I have been thinking about animals lately.

One of my biggest personal takeaways from my stay in Ithaca last year is all the perspective I gained about the natural world. However brief, staying in an environment where I can go into the woods everyday or go for hikes whenever I wanted to did the city girl that is me a ton of good.

Thinking about it now, a lot of the people and friends I met there were either conscious about their meat consumption or were vegetarian. It makes sense as our work revolved around animals and, ultimately, conservation.

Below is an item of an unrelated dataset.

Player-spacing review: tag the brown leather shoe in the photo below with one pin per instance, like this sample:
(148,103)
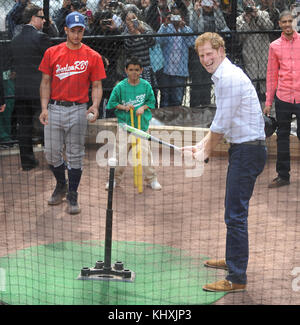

I admit that I have been ignorant about why people actually become vegetarians, and I’ve never really taken the time to learn about it properly. Meat is a very big part of Filipino culture and cuisine, and that is the reality I grew up with. We have big commercial animal farms, but a lot of people (especially the ones in the provinces and the small vendors in the markets) just raise enough animals to sell, or for their families to eat day to day. It’s also a reality in our developing country that so many people have nothing to eat that it’s a shame to be picky with food, and to refuse whatever is served at the table or whatever you can afford.

However, I really appreciate having gained a wider perspective about eating animals these past months. Reading about it, having conversations about it, and watching conservation documentaries have taught me a couple of things:

A) meat consumption at the rate and scale that the world runs on now has adverse effects on the way the environment works. Overfarming, horrible industry practices, illegal trade. They say the biggest step we can take to reduce our carbon footprint is to stop eating animals (and to reduce air travel!). Also, I learned that the reason some restaurants in Hong Kong don’t allow photography is because they use illegally harvested ingredients in some of their dishes.

B) Most of the creatures we eat ARE sentient beings. Octopi and pigs, they taste very good, but they are also very intelligent animals.


OK. I’m not going to pretend: I can’t go vegetarian, at least that’s how I feel now. I still need and want meat. But! I guess my more immediate goal right now is to eat in moderation and opt for more naturally-prepared food. Be more conscious about my fish choices, and, especially when I do get to choose, try harder to eat more plants than animals. Learning to cook good food (versus the easier route of having instant junky food all the time) for myself during my internship, I found that vegetables are easier to buy and cook if you’re just making food for one, so that’s something that worked out well to get me to eat less meat.


On a different note, I’ve also been thinking about the other things besides food that relate to animals on some level: toiletries, cosmetics, and art materials.


A lot of toiletries and cosmetic companies test on animals, and it’s always a very good idea to be conscious of this. Here’s a good list of cruelty-free brands and those that do test on animals. Now you know~


As for art materials, I’ve read a lot of things about the regulation on Kolinsky brushes in the US, and this really made me change my mind about getting another one. Kolinsky brushes are amazing, there’s no doubt about that, and they last a long time if you take good care of them. I’ve had mine for years and was looking online to get another one in a different size, but now I know I’ll go for the synthetic ones instead. The weasels aren’t endangered, but they are on the CITES list of animals that may be endangered or extinct due to international trade. Read more about the regulation here.

I’m not sure how the rest of my art materials fare in terms of being green. I do use a lot of paper, so that in itself I guess is sadly not too friendly on the trees?


So. A lot of energy goes into the production or harvest of everything that we use,  but I think conservation has more to do with balance than just giving up everything. It’s always good to know more, and be aware of where the little things we do and buy are in the grand scheme of things.